The first quilt I ever made was in about 1985. I had made pieced and quilted pillows to give away for Christmas gifts and had sewn many little girl’s dresses and little boys outfits. But my first full quilt wasn’t attempted until my oldest child was about 8. Although torn and somewhat ragged now from years of use, it was a compilation of pinwheel blocks made from bright tropical prints and put together with royal blue solid for stripping and borders.
We lived in the New Orleans, LA area when I made it. After tracing around my cardboard templates, cutting out and piecing the many triangles into their places, then adding the strips and borders, the quilt top went onto my grandmother’s old quilting frames. I sat in the dining room after the children were in bed, night after night, hand quilting all alone with my thoughts and the night sounds that filtered in through the closed windows.
It was a peaceful feeling and somewhere amid the stitches I began to feel as if I was connected by some invisible, eternal thread to my female ancestors. Their stitches had sewn together the generations of love and family that had been blessedly passed to me. And here sat I, carrying forward the love and devotion they passed along with my own stitching. What a privilege; what a feeling.

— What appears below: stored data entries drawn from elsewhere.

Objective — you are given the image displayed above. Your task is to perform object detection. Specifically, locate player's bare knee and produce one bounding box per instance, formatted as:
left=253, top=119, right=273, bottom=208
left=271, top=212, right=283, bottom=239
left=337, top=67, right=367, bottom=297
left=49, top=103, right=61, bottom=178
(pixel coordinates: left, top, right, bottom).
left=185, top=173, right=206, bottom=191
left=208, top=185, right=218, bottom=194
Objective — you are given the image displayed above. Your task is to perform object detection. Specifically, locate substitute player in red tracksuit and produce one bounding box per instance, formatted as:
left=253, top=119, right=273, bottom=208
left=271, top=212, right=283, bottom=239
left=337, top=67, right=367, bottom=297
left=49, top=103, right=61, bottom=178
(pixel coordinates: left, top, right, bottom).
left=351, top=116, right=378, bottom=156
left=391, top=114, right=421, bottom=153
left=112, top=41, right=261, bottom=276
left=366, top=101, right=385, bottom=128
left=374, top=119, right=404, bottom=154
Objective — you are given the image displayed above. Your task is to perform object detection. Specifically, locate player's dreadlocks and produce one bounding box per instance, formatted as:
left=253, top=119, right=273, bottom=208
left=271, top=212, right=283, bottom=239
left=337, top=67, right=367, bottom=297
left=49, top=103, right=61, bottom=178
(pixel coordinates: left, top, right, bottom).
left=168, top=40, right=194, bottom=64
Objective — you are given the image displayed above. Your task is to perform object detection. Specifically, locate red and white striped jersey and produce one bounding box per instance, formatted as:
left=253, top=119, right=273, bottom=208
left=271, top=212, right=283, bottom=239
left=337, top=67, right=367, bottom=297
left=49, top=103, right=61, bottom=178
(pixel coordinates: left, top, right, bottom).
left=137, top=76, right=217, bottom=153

And about mid-quilt came the Hurricane. I don’t remember the name of that hurricane. It was not one of particular note and it didn’t strike us directly but rather caught us on one edge of its fury. Squalls. The word so aptly describes the experience: pelting rain, wind that shakes the windows, and more pelting rain. Throughout the ruckus and bluster outside I quilted quietly and peacefully inside until the rains were spent, the skies were cleared and I was done.
The name I gave to this quilt was “Louisiana Hurricane”. But the memory of making it always brings me peace.